A dispetto di una forma fisica non ancora ottimale, tanto che non appena rientrato in patria ha subito l'ennesima operazione, questa volta alla mano destra a causa della sindrome compartimentale, l'otto volte campione del mondo ha impressionato. Malgrado fossero i primi metri in sella alla Rossa di Borgo Panigale, ha dato l'idea di confidenza, non a caso al termine del turno è risultato il quarto più veloce del gruppo.

Un passo che, secondo il suo connazionale deve suonare come un grido d'allarme per la concorrenza. "Un po' come tutti, ero curioso di vederlo in azione per la prima volta con la Desmosedici - ha confessato al sito ufficiale della serie motogp.com l'oggi collaudatore, a cui,tra l'altro, il #93 si era rivolto per un consiglio sul da farsi e dunque se fosse il caso di lasciare dopo tanti anni la Honda per accettare l'offerta italiana  - Quello che mi ha colpito è il sorriso che ha fatto dopo essere sceso dalla moto alla fine del primo run. Credo non si esattamente una buona notizia per i rivali".

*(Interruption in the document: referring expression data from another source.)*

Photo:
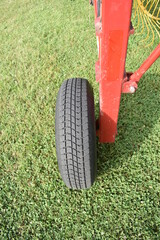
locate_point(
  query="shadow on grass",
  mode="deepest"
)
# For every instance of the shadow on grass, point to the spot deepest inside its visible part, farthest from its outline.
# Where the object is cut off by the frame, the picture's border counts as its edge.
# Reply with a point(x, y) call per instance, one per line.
point(137, 117)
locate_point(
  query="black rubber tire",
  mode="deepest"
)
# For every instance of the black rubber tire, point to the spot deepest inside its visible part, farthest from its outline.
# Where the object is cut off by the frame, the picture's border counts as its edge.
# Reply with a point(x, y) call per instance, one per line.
point(76, 134)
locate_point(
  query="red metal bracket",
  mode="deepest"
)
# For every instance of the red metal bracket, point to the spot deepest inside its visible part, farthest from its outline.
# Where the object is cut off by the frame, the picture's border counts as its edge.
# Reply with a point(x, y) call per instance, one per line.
point(130, 83)
point(112, 41)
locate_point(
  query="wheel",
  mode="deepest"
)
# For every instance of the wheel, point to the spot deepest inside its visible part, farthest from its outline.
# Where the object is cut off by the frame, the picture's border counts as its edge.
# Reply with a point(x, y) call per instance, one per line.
point(76, 134)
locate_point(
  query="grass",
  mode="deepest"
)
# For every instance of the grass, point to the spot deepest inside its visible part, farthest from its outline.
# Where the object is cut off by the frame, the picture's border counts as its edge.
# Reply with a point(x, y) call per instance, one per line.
point(43, 43)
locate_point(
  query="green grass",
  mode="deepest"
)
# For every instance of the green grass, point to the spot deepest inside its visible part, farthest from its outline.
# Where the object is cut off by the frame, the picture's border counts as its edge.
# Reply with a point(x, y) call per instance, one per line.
point(43, 43)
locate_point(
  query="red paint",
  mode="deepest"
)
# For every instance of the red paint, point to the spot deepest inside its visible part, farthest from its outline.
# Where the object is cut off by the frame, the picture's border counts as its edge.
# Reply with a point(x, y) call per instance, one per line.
point(113, 41)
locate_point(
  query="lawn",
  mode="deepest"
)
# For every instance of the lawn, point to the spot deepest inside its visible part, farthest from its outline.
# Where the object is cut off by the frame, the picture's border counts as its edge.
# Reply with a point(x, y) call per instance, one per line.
point(44, 42)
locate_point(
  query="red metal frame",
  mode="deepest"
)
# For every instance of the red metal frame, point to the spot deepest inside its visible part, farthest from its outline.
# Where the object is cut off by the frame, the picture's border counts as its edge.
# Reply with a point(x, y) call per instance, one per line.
point(112, 31)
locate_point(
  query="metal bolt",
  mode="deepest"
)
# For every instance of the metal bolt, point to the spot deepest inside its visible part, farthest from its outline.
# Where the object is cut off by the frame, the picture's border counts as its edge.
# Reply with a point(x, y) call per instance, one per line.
point(132, 89)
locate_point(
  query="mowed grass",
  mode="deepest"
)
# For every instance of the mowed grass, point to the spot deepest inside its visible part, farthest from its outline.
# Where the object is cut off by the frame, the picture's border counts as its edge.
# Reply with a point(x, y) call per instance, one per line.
point(43, 43)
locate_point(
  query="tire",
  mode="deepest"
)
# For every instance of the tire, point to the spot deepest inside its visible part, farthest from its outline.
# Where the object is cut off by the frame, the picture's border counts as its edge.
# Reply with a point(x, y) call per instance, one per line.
point(76, 134)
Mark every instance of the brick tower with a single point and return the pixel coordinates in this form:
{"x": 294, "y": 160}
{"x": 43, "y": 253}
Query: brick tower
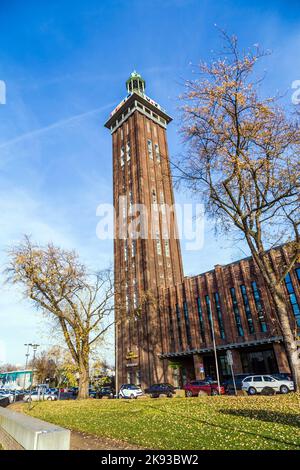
{"x": 147, "y": 257}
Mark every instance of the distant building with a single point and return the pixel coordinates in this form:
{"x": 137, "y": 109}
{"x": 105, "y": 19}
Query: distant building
{"x": 17, "y": 379}
{"x": 170, "y": 339}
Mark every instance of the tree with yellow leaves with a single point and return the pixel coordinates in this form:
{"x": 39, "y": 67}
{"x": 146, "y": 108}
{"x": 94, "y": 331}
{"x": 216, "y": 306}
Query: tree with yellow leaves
{"x": 242, "y": 160}
{"x": 80, "y": 304}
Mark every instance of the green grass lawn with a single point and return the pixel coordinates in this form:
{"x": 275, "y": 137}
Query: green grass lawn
{"x": 197, "y": 423}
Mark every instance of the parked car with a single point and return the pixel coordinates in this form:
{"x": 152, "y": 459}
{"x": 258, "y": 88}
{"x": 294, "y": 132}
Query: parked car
{"x": 106, "y": 392}
{"x": 38, "y": 396}
{"x": 130, "y": 391}
{"x": 256, "y": 383}
{"x": 7, "y": 394}
{"x": 193, "y": 388}
{"x": 156, "y": 390}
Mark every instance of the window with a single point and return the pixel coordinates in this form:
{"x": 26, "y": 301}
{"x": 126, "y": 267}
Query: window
{"x": 150, "y": 150}
{"x": 247, "y": 309}
{"x": 257, "y": 379}
{"x": 122, "y": 156}
{"x": 259, "y": 307}
{"x": 179, "y": 325}
{"x": 171, "y": 331}
{"x": 236, "y": 312}
{"x": 200, "y": 318}
{"x": 267, "y": 378}
{"x": 154, "y": 198}
{"x": 293, "y": 299}
{"x": 125, "y": 250}
{"x": 219, "y": 315}
{"x": 187, "y": 324}
{"x": 135, "y": 294}
{"x": 157, "y": 154}
{"x": 133, "y": 248}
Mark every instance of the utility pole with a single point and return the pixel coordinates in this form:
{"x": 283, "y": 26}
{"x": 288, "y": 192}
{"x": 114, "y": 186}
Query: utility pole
{"x": 34, "y": 347}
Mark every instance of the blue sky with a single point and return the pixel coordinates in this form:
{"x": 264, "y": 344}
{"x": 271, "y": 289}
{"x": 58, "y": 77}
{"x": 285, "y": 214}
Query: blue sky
{"x": 65, "y": 64}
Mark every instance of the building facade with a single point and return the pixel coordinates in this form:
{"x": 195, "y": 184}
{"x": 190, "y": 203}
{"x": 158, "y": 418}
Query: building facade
{"x": 165, "y": 322}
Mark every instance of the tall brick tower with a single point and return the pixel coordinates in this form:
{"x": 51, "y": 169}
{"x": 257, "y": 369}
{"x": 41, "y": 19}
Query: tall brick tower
{"x": 150, "y": 261}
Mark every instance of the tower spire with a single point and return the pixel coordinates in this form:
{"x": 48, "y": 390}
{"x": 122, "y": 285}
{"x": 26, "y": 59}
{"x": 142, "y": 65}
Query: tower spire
{"x": 135, "y": 83}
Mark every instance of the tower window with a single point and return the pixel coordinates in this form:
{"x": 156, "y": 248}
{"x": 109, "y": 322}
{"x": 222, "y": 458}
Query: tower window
{"x": 187, "y": 324}
{"x": 157, "y": 153}
{"x": 154, "y": 198}
{"x": 259, "y": 307}
{"x": 133, "y": 248}
{"x": 200, "y": 318}
{"x": 179, "y": 326}
{"x": 236, "y": 312}
{"x": 167, "y": 248}
{"x": 219, "y": 315}
{"x": 128, "y": 151}
{"x": 293, "y": 298}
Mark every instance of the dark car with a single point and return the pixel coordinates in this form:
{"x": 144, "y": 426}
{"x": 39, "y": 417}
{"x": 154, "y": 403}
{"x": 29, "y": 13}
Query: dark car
{"x": 193, "y": 388}
{"x": 156, "y": 390}
{"x": 238, "y": 379}
{"x": 106, "y": 392}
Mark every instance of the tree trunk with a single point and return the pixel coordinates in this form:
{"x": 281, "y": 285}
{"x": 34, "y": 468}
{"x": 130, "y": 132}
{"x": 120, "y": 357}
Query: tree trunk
{"x": 83, "y": 391}
{"x": 288, "y": 336}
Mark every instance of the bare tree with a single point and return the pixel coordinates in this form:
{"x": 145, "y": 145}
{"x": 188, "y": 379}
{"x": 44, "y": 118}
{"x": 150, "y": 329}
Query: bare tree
{"x": 79, "y": 303}
{"x": 242, "y": 160}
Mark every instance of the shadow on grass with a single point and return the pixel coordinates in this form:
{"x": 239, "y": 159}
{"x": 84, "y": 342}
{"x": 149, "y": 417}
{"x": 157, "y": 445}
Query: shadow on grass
{"x": 237, "y": 413}
{"x": 267, "y": 416}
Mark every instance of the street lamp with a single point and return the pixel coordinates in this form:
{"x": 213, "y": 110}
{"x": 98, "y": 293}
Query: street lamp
{"x": 34, "y": 347}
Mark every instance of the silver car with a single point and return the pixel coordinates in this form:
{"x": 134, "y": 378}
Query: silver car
{"x": 256, "y": 383}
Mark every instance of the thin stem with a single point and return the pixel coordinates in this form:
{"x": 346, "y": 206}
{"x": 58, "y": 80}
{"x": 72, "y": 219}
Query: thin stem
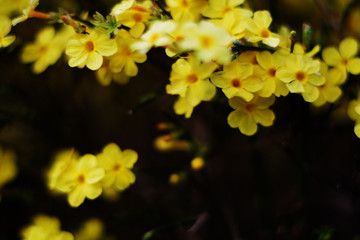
{"x": 241, "y": 48}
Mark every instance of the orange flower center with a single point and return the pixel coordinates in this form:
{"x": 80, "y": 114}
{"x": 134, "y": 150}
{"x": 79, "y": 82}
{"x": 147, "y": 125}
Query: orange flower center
{"x": 250, "y": 108}
{"x": 154, "y": 37}
{"x": 265, "y": 33}
{"x": 345, "y": 62}
{"x": 89, "y": 46}
{"x": 184, "y": 3}
{"x": 236, "y": 83}
{"x": 301, "y": 76}
{"x": 137, "y": 17}
{"x": 272, "y": 72}
{"x": 126, "y": 52}
{"x": 81, "y": 179}
{"x": 192, "y": 78}
{"x": 254, "y": 61}
{"x": 206, "y": 41}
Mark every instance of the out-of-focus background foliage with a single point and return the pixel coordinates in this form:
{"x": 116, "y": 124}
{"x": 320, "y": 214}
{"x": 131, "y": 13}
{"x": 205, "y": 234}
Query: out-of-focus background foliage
{"x": 299, "y": 179}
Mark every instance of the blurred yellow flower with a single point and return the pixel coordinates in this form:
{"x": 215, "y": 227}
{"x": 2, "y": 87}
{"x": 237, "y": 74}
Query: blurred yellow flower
{"x": 26, "y": 12}
{"x": 248, "y": 114}
{"x": 222, "y": 8}
{"x": 190, "y": 79}
{"x": 82, "y": 180}
{"x": 8, "y": 169}
{"x": 301, "y": 75}
{"x": 45, "y": 227}
{"x": 185, "y": 10}
{"x": 5, "y": 27}
{"x": 197, "y": 163}
{"x": 344, "y": 58}
{"x": 330, "y": 90}
{"x": 47, "y": 48}
{"x": 267, "y": 66}
{"x": 125, "y": 58}
{"x": 237, "y": 79}
{"x": 117, "y": 165}
{"x": 181, "y": 106}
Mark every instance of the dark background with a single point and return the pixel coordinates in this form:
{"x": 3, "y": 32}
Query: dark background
{"x": 294, "y": 180}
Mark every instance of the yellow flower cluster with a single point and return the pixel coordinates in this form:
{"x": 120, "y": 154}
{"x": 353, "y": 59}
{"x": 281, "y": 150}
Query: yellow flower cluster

Passando invece a sé stesso e all'impegno con la scuderia austriaca, il 38enne ha rimesso qualunque decisione nelle mani del marchio. Stando alle concessioni 2024, i weekend in cui avranno l'opportunità di schierare una wild card vanno da tre a sei, e se nel 2023 le gare in cui è stato protagonista da pilota sono state due, ovvero Jerez e Misano, chiuse rispettivamente in settima e quarta posizione, l'anno venturo potrebbero dunque essere di più.

"Non abbiamo ancora pianificato nulla. Inoltre c'è pure Pol Espargaro a disposizione - ha sostenuto - Speriamo ci si possa dividere questo compito, perché è dura prepararsi, anche se nei mesi scorsi, quando ho corso, mi sono trovato bene e il pubblico ha apprezzato. Dovremo comunque prima capire gli obiettivi. Gareggiare tanto per farlo non ha senso".

In ultimo Daniel non si è fatto mancare un commento su Pedro Acosta, il nuovo talento del motociclismo iberico, che ha incantato tutti in Moto 2 e che da febbraio vedremo in pista con la GasGas nella classe regina. Diciottesimo al Ricardo Tormo nella sua prima presa di contatto con la moto. il 19enne è stato preso sotto l'ala dal veterano di Sabadell. "In realtà abbiamo scambiato solo poche parole. Gli ho dato un paio di consigli sulle gomme, che sono la cosa più importante di cui occuparsi all'inizio".